GAUDIN MARTIN MICHEL CHARLES, duc de Gaète

(1756-1841)
Grand commis de l’Ancien Régime, Gaudin dirige de 1777 à 1789 une division au département des impositions du Contrôle général et y conçoit l’idée du cadastre. Lorsque l’Assemblée constituante organise une Trésorerie nationale, il est aussitôt appelé à en faire partie comme commissaire. À plusieurs reprises, on lui offre le portefeuille des Finances; il ne l’accepte qu’après le coup d’État de Brumaire et introduit d’emblée d’importantes réformes dans l’administration financière de la France: suppression des marchés et délégations, retour à la monnaie d’or et d’argent, organisation d’une hiérarchie, du contrôleur au directeur des contributions, du percepteur au receveur général. En l’an X (1802), il présente le premier budget en équilibre qu’ait connu la France depuis longtemps. Dans son œuvre il faut aussi mentionner l’organisation des taxes indirectes dans une régie des droits réunis, la création de la Cour des comptes en 1807, le monopole du tabac par l’État et la mise en œuvre du cadastre. Gaudin reste ministre pendant toute la durée du Consulat et de l’Empire, mais il faut rappeler que ses attributions n’englobaient pas l’ensemble des finances impériales. Un ministre du Trésor, Barbé-Marbois, puis après le krach des Négociants réunis, Mollien, a la responsabilité des dépenses.
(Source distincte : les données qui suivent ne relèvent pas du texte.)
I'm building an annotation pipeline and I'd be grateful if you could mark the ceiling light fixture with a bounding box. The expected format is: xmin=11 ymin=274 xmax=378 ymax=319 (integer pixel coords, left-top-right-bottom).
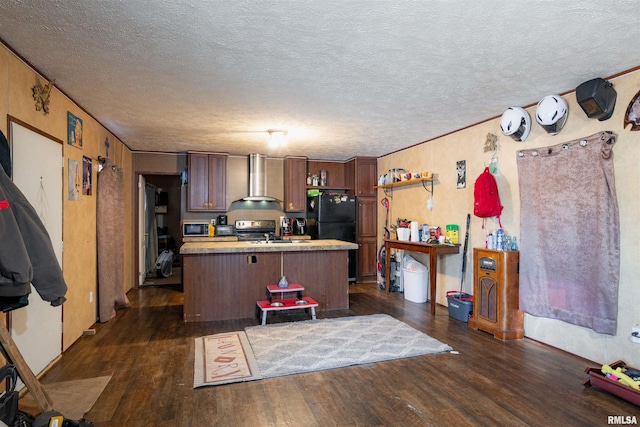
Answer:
xmin=267 ymin=129 xmax=288 ymax=147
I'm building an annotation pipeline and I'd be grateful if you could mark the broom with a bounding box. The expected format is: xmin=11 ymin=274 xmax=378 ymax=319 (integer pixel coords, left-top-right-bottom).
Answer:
xmin=460 ymin=214 xmax=471 ymax=298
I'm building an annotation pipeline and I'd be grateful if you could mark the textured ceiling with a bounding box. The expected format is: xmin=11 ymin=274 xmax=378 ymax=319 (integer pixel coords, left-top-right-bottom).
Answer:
xmin=0 ymin=0 xmax=640 ymax=159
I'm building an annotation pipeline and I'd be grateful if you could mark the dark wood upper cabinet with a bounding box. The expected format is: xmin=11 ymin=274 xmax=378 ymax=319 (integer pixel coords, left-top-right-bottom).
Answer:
xmin=187 ymin=152 xmax=229 ymax=212
xmin=284 ymin=156 xmax=307 ymax=212
xmin=354 ymin=157 xmax=378 ymax=197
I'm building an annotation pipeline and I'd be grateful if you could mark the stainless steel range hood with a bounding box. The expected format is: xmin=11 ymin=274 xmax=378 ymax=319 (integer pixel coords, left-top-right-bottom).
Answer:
xmin=236 ymin=154 xmax=281 ymax=203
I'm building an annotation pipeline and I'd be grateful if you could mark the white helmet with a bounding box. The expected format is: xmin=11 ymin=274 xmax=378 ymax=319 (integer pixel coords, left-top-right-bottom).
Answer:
xmin=500 ymin=107 xmax=531 ymax=141
xmin=536 ymin=95 xmax=569 ymax=135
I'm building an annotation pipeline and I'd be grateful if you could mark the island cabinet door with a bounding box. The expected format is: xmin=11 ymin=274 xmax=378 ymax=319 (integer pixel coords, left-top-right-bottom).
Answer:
xmin=282 ymin=250 xmax=349 ymax=310
xmin=182 ymin=252 xmax=280 ymax=322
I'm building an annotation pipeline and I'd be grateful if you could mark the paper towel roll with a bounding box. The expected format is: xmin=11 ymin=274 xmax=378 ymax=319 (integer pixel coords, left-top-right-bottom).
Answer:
xmin=411 ymin=221 xmax=420 ymax=242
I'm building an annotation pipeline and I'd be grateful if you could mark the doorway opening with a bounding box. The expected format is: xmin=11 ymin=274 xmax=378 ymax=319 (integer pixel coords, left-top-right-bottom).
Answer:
xmin=140 ymin=175 xmax=182 ymax=286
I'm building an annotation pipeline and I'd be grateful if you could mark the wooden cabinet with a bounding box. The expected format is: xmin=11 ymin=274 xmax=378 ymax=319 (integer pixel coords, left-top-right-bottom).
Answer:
xmin=284 ymin=156 xmax=307 ymax=212
xmin=356 ymin=197 xmax=378 ymax=239
xmin=182 ymin=252 xmax=281 ymax=322
xmin=345 ymin=157 xmax=378 ymax=282
xmin=182 ymin=250 xmax=349 ymax=322
xmin=468 ymin=248 xmax=524 ymax=341
xmin=354 ymin=157 xmax=378 ymax=197
xmin=187 ymin=153 xmax=229 ymax=212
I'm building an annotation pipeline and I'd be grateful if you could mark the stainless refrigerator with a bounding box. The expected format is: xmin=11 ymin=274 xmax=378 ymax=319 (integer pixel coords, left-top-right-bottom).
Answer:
xmin=307 ymin=194 xmax=356 ymax=282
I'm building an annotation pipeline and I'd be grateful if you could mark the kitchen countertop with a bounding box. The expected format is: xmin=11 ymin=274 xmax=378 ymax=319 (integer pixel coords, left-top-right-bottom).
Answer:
xmin=180 ymin=239 xmax=358 ymax=255
xmin=182 ymin=236 xmax=238 ymax=243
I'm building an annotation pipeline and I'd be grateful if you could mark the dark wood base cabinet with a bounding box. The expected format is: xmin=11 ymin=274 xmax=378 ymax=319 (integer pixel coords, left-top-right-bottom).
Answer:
xmin=468 ymin=248 xmax=524 ymax=341
xmin=182 ymin=250 xmax=349 ymax=322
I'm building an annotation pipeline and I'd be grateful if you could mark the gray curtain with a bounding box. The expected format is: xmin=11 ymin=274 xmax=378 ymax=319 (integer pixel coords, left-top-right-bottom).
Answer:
xmin=144 ymin=183 xmax=158 ymax=273
xmin=517 ymin=132 xmax=620 ymax=335
xmin=97 ymin=159 xmax=130 ymax=322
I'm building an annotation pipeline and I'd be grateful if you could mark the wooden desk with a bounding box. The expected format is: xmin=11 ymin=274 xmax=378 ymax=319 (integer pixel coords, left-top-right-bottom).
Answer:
xmin=384 ymin=239 xmax=460 ymax=314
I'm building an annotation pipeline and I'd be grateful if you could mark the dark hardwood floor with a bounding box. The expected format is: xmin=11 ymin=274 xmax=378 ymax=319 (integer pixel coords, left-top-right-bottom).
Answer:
xmin=22 ymin=283 xmax=640 ymax=426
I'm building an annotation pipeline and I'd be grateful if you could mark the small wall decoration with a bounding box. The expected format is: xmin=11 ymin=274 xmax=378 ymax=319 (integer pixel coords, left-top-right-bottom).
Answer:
xmin=67 ymin=159 xmax=82 ymax=200
xmin=484 ymin=133 xmax=498 ymax=153
xmin=456 ymin=160 xmax=467 ymax=188
xmin=67 ymin=111 xmax=82 ymax=148
xmin=82 ymin=156 xmax=92 ymax=196
xmin=623 ymin=88 xmax=640 ymax=130
xmin=31 ymin=77 xmax=56 ymax=115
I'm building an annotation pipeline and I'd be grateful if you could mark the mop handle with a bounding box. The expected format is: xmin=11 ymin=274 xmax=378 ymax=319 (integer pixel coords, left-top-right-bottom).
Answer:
xmin=460 ymin=214 xmax=471 ymax=294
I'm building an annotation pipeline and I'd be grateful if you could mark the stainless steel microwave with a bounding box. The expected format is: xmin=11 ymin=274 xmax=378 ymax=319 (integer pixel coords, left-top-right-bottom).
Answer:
xmin=182 ymin=220 xmax=211 ymax=237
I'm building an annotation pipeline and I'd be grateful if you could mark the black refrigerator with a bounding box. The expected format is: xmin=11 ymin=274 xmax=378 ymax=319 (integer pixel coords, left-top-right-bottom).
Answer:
xmin=307 ymin=193 xmax=356 ymax=282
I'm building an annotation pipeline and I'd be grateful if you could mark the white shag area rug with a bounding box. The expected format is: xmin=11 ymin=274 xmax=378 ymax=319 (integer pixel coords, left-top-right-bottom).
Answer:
xmin=245 ymin=314 xmax=452 ymax=378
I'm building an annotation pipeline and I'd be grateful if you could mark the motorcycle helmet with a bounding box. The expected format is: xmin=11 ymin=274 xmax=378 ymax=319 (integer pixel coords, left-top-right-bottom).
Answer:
xmin=500 ymin=107 xmax=531 ymax=141
xmin=536 ymin=95 xmax=569 ymax=135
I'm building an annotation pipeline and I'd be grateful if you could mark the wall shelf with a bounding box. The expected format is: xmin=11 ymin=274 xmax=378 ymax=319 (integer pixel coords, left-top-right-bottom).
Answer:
xmin=374 ymin=178 xmax=435 ymax=194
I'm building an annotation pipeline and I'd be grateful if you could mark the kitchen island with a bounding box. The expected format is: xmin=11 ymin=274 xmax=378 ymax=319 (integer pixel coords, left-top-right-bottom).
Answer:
xmin=180 ymin=240 xmax=358 ymax=322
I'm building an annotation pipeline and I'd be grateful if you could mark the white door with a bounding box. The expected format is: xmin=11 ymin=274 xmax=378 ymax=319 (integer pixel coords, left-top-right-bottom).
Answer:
xmin=11 ymin=123 xmax=63 ymax=382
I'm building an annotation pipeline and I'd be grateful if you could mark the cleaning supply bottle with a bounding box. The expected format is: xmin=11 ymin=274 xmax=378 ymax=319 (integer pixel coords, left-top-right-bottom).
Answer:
xmin=511 ymin=236 xmax=518 ymax=251
xmin=278 ymin=276 xmax=289 ymax=288
xmin=487 ymin=233 xmax=496 ymax=249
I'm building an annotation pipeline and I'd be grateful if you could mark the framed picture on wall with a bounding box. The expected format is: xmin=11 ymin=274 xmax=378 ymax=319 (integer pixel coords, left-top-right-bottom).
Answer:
xmin=456 ymin=160 xmax=467 ymax=188
xmin=67 ymin=111 xmax=82 ymax=148
xmin=82 ymin=156 xmax=92 ymax=196
xmin=68 ymin=159 xmax=82 ymax=200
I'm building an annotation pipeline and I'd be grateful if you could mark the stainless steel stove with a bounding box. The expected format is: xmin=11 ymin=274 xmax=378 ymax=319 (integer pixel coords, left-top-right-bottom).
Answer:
xmin=235 ymin=219 xmax=280 ymax=242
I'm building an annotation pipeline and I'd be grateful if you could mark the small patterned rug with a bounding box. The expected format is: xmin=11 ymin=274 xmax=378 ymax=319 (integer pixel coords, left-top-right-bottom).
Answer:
xmin=193 ymin=331 xmax=262 ymax=388
xmin=245 ymin=314 xmax=452 ymax=378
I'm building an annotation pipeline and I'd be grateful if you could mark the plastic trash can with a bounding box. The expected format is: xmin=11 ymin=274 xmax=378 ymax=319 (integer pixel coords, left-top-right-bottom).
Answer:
xmin=402 ymin=255 xmax=429 ymax=303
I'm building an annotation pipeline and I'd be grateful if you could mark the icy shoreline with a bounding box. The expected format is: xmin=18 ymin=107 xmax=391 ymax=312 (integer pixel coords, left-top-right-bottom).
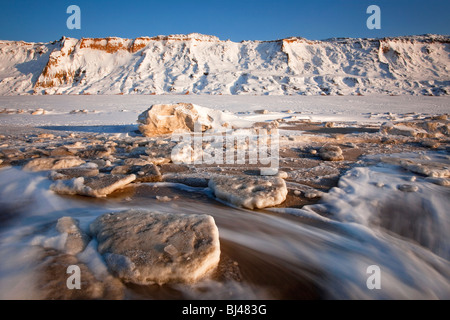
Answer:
xmin=0 ymin=96 xmax=450 ymax=299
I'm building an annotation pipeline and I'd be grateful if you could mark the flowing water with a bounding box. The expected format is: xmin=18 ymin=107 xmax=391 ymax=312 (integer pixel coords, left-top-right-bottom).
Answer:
xmin=0 ymin=161 xmax=450 ymax=299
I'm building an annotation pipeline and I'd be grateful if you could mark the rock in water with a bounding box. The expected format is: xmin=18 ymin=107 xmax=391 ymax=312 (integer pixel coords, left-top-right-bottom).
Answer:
xmin=90 ymin=210 xmax=220 ymax=285
xmin=50 ymin=174 xmax=136 ymax=198
xmin=24 ymin=157 xmax=84 ymax=171
xmin=208 ymin=176 xmax=288 ymax=209
xmin=319 ymin=146 xmax=344 ymax=161
xmin=56 ymin=217 xmax=90 ymax=255
xmin=138 ymin=103 xmax=211 ymax=137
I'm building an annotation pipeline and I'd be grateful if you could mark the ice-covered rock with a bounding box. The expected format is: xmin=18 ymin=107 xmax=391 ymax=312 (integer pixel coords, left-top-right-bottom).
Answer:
xmin=138 ymin=103 xmax=212 ymax=137
xmin=49 ymin=166 xmax=99 ymax=180
xmin=208 ymin=176 xmax=288 ymax=209
xmin=90 ymin=210 xmax=220 ymax=285
xmin=137 ymin=103 xmax=241 ymax=137
xmin=50 ymin=174 xmax=136 ymax=198
xmin=111 ymin=163 xmax=162 ymax=182
xmin=380 ymin=123 xmax=427 ymax=137
xmin=381 ymin=157 xmax=450 ymax=178
xmin=319 ymin=146 xmax=344 ymax=161
xmin=24 ymin=157 xmax=84 ymax=171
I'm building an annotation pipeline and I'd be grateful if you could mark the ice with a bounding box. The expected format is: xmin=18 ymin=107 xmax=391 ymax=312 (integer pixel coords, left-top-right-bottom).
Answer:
xmin=24 ymin=157 xmax=84 ymax=171
xmin=50 ymin=174 xmax=136 ymax=198
xmin=0 ymin=35 xmax=449 ymax=95
xmin=306 ymin=155 xmax=450 ymax=259
xmin=208 ymin=176 xmax=288 ymax=209
xmin=91 ymin=210 xmax=220 ymax=284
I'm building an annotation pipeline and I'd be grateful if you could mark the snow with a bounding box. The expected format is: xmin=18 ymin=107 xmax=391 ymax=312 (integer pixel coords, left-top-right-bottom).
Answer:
xmin=0 ymin=34 xmax=450 ymax=96
xmin=208 ymin=176 xmax=288 ymax=209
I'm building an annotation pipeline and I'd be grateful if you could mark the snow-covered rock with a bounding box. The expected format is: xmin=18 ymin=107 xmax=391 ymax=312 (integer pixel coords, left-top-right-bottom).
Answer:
xmin=208 ymin=176 xmax=288 ymax=209
xmin=56 ymin=217 xmax=90 ymax=255
xmin=138 ymin=103 xmax=211 ymax=137
xmin=319 ymin=146 xmax=344 ymax=161
xmin=381 ymin=157 xmax=450 ymax=178
xmin=90 ymin=210 xmax=220 ymax=285
xmin=50 ymin=174 xmax=136 ymax=198
xmin=49 ymin=166 xmax=99 ymax=180
xmin=137 ymin=102 xmax=236 ymax=137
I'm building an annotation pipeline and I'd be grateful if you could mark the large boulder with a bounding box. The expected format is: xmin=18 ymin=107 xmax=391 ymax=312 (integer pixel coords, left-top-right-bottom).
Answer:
xmin=90 ymin=210 xmax=220 ymax=285
xmin=24 ymin=157 xmax=84 ymax=171
xmin=208 ymin=176 xmax=288 ymax=209
xmin=138 ymin=103 xmax=212 ymax=137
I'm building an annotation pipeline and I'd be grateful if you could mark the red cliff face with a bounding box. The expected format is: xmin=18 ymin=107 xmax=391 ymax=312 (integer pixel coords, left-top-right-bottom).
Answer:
xmin=0 ymin=34 xmax=450 ymax=95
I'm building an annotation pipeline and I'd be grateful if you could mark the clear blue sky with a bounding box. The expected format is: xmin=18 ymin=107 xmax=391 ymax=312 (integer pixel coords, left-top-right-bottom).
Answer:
xmin=0 ymin=0 xmax=450 ymax=42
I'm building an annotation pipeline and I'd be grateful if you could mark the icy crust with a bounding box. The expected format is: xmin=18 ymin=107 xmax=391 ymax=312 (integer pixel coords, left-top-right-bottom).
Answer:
xmin=312 ymin=157 xmax=450 ymax=259
xmin=23 ymin=157 xmax=85 ymax=171
xmin=50 ymin=174 xmax=136 ymax=198
xmin=137 ymin=102 xmax=248 ymax=137
xmin=208 ymin=176 xmax=288 ymax=209
xmin=90 ymin=210 xmax=220 ymax=285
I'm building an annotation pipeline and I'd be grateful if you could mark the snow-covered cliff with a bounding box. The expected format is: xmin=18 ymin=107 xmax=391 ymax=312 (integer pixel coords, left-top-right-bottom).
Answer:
xmin=0 ymin=34 xmax=450 ymax=95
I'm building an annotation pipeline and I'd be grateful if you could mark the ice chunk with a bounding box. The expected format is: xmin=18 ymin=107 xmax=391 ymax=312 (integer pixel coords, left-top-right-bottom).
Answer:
xmin=56 ymin=217 xmax=90 ymax=255
xmin=24 ymin=157 xmax=84 ymax=171
xmin=50 ymin=174 xmax=136 ymax=197
xmin=90 ymin=210 xmax=220 ymax=284
xmin=208 ymin=176 xmax=288 ymax=209
xmin=319 ymin=146 xmax=344 ymax=161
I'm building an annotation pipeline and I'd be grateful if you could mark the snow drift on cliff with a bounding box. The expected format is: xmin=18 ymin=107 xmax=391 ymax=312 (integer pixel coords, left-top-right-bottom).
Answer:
xmin=0 ymin=34 xmax=450 ymax=95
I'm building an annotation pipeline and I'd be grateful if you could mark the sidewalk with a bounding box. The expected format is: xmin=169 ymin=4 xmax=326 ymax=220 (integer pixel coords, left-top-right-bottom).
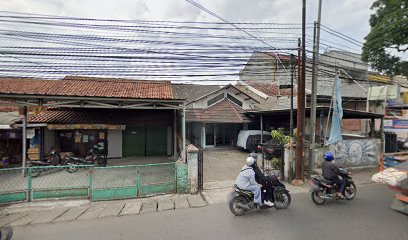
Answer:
xmin=203 ymin=169 xmax=377 ymax=204
xmin=0 ymin=194 xmax=206 ymax=227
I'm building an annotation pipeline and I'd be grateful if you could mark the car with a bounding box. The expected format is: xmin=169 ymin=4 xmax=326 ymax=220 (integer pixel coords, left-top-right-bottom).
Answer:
xmin=237 ymin=130 xmax=272 ymax=152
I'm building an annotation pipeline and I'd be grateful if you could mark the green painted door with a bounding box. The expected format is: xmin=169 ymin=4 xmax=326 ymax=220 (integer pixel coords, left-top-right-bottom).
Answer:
xmin=122 ymin=126 xmax=146 ymax=157
xmin=146 ymin=126 xmax=167 ymax=156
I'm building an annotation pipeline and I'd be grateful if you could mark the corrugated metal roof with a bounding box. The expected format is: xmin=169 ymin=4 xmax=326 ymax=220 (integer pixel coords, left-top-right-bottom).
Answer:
xmin=0 ymin=112 xmax=20 ymax=129
xmin=172 ymin=84 xmax=221 ymax=103
xmin=0 ymin=77 xmax=173 ymax=99
xmin=186 ymin=99 xmax=251 ymax=123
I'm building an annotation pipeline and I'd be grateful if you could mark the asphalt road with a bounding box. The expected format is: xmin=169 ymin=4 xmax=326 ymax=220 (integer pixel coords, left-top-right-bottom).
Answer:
xmin=13 ymin=185 xmax=408 ymax=240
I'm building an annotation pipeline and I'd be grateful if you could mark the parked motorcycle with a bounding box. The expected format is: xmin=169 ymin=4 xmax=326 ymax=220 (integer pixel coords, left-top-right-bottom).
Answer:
xmin=310 ymin=168 xmax=357 ymax=205
xmin=228 ymin=175 xmax=292 ymax=216
xmin=66 ymin=145 xmax=107 ymax=169
xmin=27 ymin=149 xmax=64 ymax=177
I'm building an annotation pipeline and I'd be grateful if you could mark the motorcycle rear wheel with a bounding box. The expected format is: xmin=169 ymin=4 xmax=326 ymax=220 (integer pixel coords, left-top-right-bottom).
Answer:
xmin=229 ymin=196 xmax=249 ymax=216
xmin=311 ymin=190 xmax=327 ymax=205
xmin=96 ymin=157 xmax=106 ymax=167
xmin=343 ymin=183 xmax=357 ymax=200
xmin=275 ymin=192 xmax=292 ymax=209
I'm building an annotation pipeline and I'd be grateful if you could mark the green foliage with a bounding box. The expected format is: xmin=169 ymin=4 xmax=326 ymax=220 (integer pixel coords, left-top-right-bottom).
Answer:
xmin=271 ymin=128 xmax=290 ymax=145
xmin=271 ymin=158 xmax=281 ymax=168
xmin=362 ymin=0 xmax=408 ymax=76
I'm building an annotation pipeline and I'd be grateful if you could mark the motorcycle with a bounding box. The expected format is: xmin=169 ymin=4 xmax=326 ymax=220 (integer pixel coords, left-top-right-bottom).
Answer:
xmin=66 ymin=145 xmax=107 ymax=168
xmin=228 ymin=177 xmax=292 ymax=216
xmin=309 ymin=168 xmax=357 ymax=205
xmin=27 ymin=149 xmax=64 ymax=177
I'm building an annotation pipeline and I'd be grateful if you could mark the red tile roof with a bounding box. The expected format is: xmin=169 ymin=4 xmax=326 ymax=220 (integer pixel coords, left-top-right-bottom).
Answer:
xmin=0 ymin=100 xmax=19 ymax=112
xmin=186 ymin=99 xmax=251 ymax=123
xmin=28 ymin=108 xmax=173 ymax=124
xmin=0 ymin=77 xmax=173 ymax=99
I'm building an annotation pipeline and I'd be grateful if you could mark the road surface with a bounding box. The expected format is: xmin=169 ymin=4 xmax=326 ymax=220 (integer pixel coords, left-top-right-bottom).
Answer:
xmin=13 ymin=184 xmax=408 ymax=240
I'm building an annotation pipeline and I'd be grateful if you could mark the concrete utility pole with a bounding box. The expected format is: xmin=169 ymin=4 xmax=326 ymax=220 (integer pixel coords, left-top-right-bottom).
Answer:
xmin=21 ymin=106 xmax=27 ymax=176
xmin=287 ymin=54 xmax=295 ymax=181
xmin=308 ymin=0 xmax=322 ymax=177
xmin=293 ymin=0 xmax=306 ymax=185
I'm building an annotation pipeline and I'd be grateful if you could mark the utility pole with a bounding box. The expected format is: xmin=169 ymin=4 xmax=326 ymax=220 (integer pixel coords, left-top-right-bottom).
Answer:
xmin=293 ymin=0 xmax=306 ymax=185
xmin=292 ymin=38 xmax=303 ymax=185
xmin=308 ymin=0 xmax=322 ymax=177
xmin=288 ymin=54 xmax=295 ymax=181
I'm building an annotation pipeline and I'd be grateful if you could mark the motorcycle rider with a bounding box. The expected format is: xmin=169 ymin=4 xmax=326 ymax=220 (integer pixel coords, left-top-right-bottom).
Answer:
xmin=249 ymin=152 xmax=275 ymax=207
xmin=235 ymin=157 xmax=263 ymax=209
xmin=323 ymin=152 xmax=346 ymax=199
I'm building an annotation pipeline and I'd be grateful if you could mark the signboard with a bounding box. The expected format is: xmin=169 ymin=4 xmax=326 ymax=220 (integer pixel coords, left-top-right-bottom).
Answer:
xmin=384 ymin=119 xmax=408 ymax=132
xmin=367 ymin=85 xmax=400 ymax=100
xmin=279 ymin=84 xmax=293 ymax=89
xmin=47 ymin=124 xmax=126 ymax=130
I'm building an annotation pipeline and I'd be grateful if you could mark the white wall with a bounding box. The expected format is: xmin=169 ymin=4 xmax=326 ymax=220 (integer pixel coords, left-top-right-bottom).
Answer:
xmin=44 ymin=128 xmax=55 ymax=154
xmin=108 ymin=130 xmax=122 ymax=158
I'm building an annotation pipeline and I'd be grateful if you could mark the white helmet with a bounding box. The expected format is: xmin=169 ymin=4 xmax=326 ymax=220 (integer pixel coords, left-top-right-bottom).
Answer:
xmin=246 ymin=157 xmax=256 ymax=167
xmin=249 ymin=152 xmax=258 ymax=161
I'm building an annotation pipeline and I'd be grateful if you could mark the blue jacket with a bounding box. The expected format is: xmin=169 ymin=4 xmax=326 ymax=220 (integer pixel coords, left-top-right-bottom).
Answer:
xmin=235 ymin=165 xmax=258 ymax=189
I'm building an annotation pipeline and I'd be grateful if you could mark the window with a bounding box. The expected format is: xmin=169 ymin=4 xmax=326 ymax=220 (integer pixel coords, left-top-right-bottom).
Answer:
xmin=227 ymin=94 xmax=242 ymax=107
xmin=207 ymin=93 xmax=224 ymax=106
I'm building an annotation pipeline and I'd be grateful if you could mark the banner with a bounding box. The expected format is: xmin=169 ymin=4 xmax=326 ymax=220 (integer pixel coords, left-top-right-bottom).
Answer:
xmin=327 ymin=75 xmax=343 ymax=145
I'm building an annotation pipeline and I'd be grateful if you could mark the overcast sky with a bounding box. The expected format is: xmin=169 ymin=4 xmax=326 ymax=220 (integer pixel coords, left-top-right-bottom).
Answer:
xmin=0 ymin=0 xmax=373 ymax=41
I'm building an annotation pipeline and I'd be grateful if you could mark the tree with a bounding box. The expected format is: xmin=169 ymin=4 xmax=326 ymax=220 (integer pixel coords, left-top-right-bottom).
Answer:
xmin=362 ymin=0 xmax=408 ymax=76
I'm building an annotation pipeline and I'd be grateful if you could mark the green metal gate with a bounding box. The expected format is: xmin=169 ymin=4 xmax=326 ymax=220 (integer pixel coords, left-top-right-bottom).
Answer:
xmin=0 ymin=162 xmax=178 ymax=204
xmin=0 ymin=168 xmax=28 ymax=203
xmin=91 ymin=162 xmax=177 ymax=201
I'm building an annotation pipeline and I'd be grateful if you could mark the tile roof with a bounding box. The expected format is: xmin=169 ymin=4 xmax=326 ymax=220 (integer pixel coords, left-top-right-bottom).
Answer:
xmin=0 ymin=77 xmax=173 ymax=99
xmin=0 ymin=100 xmax=19 ymax=112
xmin=186 ymin=99 xmax=251 ymax=123
xmin=28 ymin=108 xmax=173 ymax=124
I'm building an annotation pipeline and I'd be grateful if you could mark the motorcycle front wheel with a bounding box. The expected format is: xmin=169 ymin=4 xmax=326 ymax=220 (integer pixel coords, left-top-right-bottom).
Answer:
xmin=229 ymin=196 xmax=249 ymax=216
xmin=275 ymin=192 xmax=292 ymax=209
xmin=343 ymin=183 xmax=357 ymax=200
xmin=311 ymin=190 xmax=326 ymax=205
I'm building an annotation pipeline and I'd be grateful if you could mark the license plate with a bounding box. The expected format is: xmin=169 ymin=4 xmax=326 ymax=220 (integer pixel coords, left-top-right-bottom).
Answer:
xmin=309 ymin=183 xmax=319 ymax=192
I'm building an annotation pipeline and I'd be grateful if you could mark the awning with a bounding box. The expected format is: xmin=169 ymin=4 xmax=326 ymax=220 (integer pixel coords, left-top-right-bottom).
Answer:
xmin=47 ymin=124 xmax=126 ymax=130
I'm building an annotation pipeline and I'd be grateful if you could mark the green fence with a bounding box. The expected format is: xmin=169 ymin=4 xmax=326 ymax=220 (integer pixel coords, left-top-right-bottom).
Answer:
xmin=0 ymin=162 xmax=182 ymax=203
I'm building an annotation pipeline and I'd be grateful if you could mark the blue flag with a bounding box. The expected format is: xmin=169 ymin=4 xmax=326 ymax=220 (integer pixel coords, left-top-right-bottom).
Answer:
xmin=327 ymin=75 xmax=343 ymax=145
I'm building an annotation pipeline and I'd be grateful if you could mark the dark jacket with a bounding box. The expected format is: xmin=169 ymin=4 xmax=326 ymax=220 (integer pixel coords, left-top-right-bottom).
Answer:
xmin=323 ymin=160 xmax=340 ymax=180
xmin=252 ymin=164 xmax=268 ymax=185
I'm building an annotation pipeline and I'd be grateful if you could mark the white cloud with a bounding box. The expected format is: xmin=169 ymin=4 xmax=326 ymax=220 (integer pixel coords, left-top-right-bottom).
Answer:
xmin=0 ymin=0 xmax=372 ymax=41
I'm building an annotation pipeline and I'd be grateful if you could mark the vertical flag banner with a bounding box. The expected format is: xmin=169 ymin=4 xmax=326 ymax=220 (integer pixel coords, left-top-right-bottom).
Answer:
xmin=327 ymin=75 xmax=343 ymax=145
Député sous la Restauration, Gaudin, que Napoléon a fait duc de Gaète en 1809, défend son administration à la Chambre et dans ses Mémoires, souvenirs, opinions et écrits  publiés de 1826 à 1834. En 1820, il est nommé gouverneur de la Banque de France, poste qu’il occupe jusqu’en 1834. À Sainte-Hélène, parlant de son administration financière, Napoléon confie à Las Cases que Gaudin «avait été, sous un chef tel que lui, l’homme le plus important de l’Empire [...]. Comme contrôleur général, toutes les ordonnances de l’Empire lui passaient sous les yeux.»